HDC Hyundai Development Co. recently requested the Export-Import Bank of Korea and Korea Development Bank (KDB) to provide financial support in relation to its acquisition of Asiana Airlines.
HDC wants KDB to convert the 500 billion won worth of Asiana's perpetual bonds the bank has acquired into loans or to reschedule repayment of borrowing from creditor banks.
Last year, the two banks provided a total of 1.6 trillion won for the airline, which is divided into the underwriting of the perpetual bonds, loans worth 800 billion won and standby letters of credit worth 300 billion won.
KDB is maintaining a neutral position as the airline’s financial structure is continuing to deteriorate. Specifically, the airline’s debt ratio soared from 649.3 percent to 1,386.7 percent last year, when it posted an operating loss of 443.7 billion won and a net loss of 817.9 billion won. Besides, its short-term borrowings have increased to 2,080.7 billion won and it must repay 473.6 billion won within this year. A speculative-grade credit rating is looming large as the financial structure is continuing to worsen.

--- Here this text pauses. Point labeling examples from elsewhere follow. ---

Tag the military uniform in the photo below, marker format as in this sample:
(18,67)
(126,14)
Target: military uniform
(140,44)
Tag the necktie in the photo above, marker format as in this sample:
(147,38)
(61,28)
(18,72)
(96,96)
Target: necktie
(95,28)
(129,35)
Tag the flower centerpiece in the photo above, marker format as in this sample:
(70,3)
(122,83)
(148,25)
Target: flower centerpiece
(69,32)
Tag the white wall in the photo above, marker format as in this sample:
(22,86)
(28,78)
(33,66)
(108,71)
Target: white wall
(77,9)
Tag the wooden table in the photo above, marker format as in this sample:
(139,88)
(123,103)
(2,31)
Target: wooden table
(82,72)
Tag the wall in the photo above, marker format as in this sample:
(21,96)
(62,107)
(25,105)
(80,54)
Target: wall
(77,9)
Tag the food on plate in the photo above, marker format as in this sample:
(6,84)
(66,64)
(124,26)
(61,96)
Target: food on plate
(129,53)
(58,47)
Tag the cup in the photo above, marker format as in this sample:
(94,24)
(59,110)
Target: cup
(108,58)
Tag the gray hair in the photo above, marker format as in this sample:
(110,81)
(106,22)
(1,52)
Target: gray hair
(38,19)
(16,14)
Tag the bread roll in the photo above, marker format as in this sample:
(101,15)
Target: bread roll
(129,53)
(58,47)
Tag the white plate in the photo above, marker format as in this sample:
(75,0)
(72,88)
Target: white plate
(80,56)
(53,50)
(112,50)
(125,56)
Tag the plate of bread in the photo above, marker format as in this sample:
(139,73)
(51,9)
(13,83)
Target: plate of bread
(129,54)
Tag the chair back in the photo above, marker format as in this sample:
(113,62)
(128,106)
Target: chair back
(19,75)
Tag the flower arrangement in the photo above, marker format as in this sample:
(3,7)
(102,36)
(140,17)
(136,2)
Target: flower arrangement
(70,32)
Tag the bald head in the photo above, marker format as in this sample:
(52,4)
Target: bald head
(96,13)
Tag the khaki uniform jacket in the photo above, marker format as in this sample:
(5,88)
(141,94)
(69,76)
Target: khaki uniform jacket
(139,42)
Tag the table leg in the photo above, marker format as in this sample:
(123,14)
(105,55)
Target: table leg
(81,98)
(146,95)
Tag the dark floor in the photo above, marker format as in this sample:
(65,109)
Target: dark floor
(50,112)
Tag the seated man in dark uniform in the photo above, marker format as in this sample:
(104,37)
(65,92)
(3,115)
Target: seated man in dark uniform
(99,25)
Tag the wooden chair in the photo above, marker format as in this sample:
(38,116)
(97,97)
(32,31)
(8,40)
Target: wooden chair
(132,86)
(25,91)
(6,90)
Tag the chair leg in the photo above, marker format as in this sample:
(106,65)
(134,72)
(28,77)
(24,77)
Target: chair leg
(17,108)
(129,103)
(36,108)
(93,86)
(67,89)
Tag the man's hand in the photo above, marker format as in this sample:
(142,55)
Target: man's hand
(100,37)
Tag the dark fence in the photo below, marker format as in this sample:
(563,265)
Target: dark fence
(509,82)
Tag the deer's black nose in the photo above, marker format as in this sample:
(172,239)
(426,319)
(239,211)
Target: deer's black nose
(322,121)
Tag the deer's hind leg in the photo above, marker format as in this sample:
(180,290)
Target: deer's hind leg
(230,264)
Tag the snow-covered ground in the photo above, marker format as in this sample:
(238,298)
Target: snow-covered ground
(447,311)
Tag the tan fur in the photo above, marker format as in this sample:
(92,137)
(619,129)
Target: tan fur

In the meantime, the Korea Fair Trade Commission announced on April 3 that it unconditionally approved the business combination between HDC and the airline. “The main field of business of the former is construction and that of the latter is air transport and, as such, the business combination is unlikely to result in limited market competition,” the commission explained, adding, “Although both are running duty-free shops, their specific fields are different and their low market shares are not enough to cause any limited market competition.” At present, the competition authorities of the United States, China, Russia and Kazakhstan are looking into the case.